Hudson explained that the current pool house was not in compliance with the Americans with Disabilities Act (ADA) and that the structure was in such disrepair as to need full replacement. He also noted that the estimated cost included a new fence, parking lot work and other items. Even so, Montgomery indicated there would further discussion about the project as planning for it moved forward.
In preparation for the vote on introducing the ordinance, Council vice president Don Williams invited any further Council comment, and then asked members of the audience had any comment.

That invitation afforded the Council the opportunity to meet Courtney Williams, who confidently asked to be heard and was invited to the podium. Williams, an Airline High School senior, attended the Council meeting as a part of a group of young high school women participating in a mentoring program sponsored by the Mayor’s Commission on Women.
Ms. Williams asked Council members if they believed the cost of replacing the building was related to making it ADA compliant – and a discussion that had only a few minutes earlier looked to be ended was reopened with a good deal more relevant information offered.
City Parks and Recreation Director Clay Bohanan reiterated Hudson’s description of the work that would be required to bring the Meadowview Pool up to ADA and city standard, and also noted that the estimated cost included demolition of the current building, significant work on the parking lot, and replacement of pool mechanical elements.

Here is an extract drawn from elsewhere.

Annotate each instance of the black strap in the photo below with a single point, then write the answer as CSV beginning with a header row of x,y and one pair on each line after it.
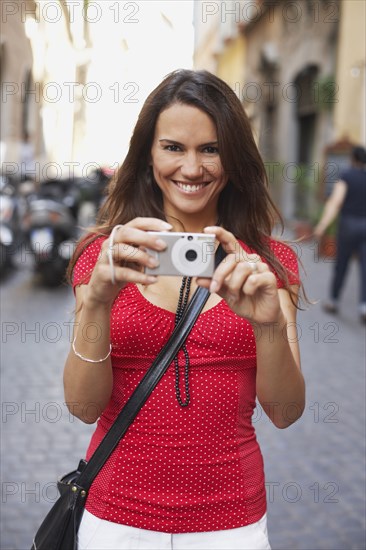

As a result of Ms. Williams’s question, the Meadowview Pool project costs very quickly became understandable and certainly more acceptable as clarity on the scope and need of the project and its cost became very clear.
Sometimes it just takes an interested citizen to make a difference in understanding how the system works, or how a project is funded, or why a project might at first glance appear overly expensive, but once details are explored look entirely different. That interest infrequently occurs around a controversial issue, but the City Council chamber is generally absent of much in the way of citizen attendance or involvement.
After the meeting Ms. Williams said that she felt the issue hadn’t been fully explored and wanted to know just how much ADA compliance influenced the cost of the pool project. Here’s hoping Ms. Williams continues to ask questions of her governmental representatives and invites her contemporaries to do the same.
And we older taxpayers and voters might take a lesson from her as well.